Most people who are bullied do move on with life. That's why I wonder if the new emphasis on bullying isn't caused somewhat by a fixation on it. It might be even more important to get over bullying episodes in the long run than "standing up" to the bully. I always imagine the kids who bullied me in school as working as lackeys in quick oil change garages and as farmhands in the middle of Bum-fudge-egypt. And I'm sure I'm right.

Think about the trajectory of his life since he's been online (which, thanks to his ridiculous personal oversharing, one can get a good sense of). He went to Dallas to do editorial work, but the newspaper industry started to go belly-up. This is the age of his Crunchy Con blog on Beliefnet. Irritating to some, I found it fascinating. Sure, he was a little touchy, but seemed somewhat well-adjusted.

Then he goes to Philadelphia to edit the Templeton Foundation's new online magazine. He immediately runs into trouble because, shockingly, the Templeton people don't seem to appreciate a stream of posts about loose women rather than, you know, WHAT THEY WERE ALL ABOUT. Also, the OCA Orthodox churches (Religion Number 3, for those keeping score) don't fit Rod's standards. So, he passive-aggressively manages to get himself fired from his supposed dream job editing a magazine about the mysteries of the universe because he can't stop being snarky online (this time over some church dispute).
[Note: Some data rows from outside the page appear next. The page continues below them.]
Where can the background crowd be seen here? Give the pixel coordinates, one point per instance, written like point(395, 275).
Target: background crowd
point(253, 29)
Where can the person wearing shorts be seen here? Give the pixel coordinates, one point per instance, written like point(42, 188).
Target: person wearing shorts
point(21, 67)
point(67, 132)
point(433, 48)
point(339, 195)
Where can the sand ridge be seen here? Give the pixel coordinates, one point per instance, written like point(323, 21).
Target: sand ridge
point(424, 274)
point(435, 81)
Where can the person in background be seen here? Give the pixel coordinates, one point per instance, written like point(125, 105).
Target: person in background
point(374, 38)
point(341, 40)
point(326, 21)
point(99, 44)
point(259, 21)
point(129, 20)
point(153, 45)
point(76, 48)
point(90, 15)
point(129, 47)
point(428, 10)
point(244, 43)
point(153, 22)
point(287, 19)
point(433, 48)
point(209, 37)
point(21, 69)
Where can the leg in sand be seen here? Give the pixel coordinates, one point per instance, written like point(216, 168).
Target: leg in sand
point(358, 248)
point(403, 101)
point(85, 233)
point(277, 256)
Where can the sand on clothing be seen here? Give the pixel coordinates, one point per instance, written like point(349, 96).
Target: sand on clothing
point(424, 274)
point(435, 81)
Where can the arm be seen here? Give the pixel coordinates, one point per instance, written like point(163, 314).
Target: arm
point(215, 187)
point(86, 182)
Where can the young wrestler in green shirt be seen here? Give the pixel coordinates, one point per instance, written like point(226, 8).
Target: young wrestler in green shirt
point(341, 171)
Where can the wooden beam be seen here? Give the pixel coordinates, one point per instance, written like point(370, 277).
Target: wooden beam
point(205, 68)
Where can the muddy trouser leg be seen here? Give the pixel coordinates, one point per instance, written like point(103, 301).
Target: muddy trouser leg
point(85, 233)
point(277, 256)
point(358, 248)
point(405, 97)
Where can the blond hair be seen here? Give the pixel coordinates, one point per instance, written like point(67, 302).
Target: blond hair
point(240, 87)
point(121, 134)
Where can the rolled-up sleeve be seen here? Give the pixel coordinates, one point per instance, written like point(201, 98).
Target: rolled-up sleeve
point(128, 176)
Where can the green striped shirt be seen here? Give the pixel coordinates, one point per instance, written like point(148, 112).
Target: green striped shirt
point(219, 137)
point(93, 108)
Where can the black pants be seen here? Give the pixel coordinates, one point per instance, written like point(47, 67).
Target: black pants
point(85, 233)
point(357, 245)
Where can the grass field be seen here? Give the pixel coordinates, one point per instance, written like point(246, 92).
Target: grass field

I think the man's peak was the Templeton Foundation gig. The guy had arrived and he didn't realize it. His pessimism got the better of him and all he could see were the things which were wrong with it.

You notice less and less about Rod's blissful family life (which he wrote a lot about in Dallas, which makes its absence all the more noticeable). The good Mrs. Dreher barely appears at all anymore.

Everyone keeps failing Rod. His idol, Wendell Berry, fails him earlier this year, and he turns upon him with a fury that makes me think Rod was looking for an excuse to unburden himself of that old man (who is far more influential than Rod will ever be). He goes the Mel Gibson route and founds the Church of Rod (affiliated with ROCOR, but pretty much Rod's personal kingdom) because the Orthodox churches in Baton Rouge aren't pure enough for him - Religion Number 4. His triumphant return to the town of his birth does not seem to be regarded so triumphantly by those he left behind - they're not lining up to kiss his posterior the way he imagines they should. He gets testier and testier, to the point that commenters on his own blog start posting their concern for Rod's emotional state.

I pointed out at the time that Wendell Berry's attack on Christian morality should not have surprised anyone. But I think Liberal Anonymous is correct to point out that Dreher's response to Berry's betrayal has has a "you-have-failed-me" tinge to it.

As we always like to say, read the whole thing. I don't necessarily agree with the characterization 100%; I think everyone tends to feel more like they've been failed by public figures than admitting their folly in trusting them to be their spokespeople. That's why our friend, Tom, is always quoting the Bible with "Put not your trust in Princes." Plus pointing fingers gets easier the more you do it. But it does seem like Dreher may be "failed" more often than most due to the remarkably bad judgment with regard to those with whom he throws in his lot, e.g., Abp. Gandalf, Met. Jonah, Wendell Berry and Wick Allison and his crazy crew at The American Conservative, which LibAnon rightly terms a "sinking ship".

One more insightful observation I will point out that LibAnon makes is the blogging less and less about "blissful family life". It does seem like this feature has fallen off as of late. But this is not necessarily due to a decline in bliss. Maybe the man is just wising up about the dangers of oversharing.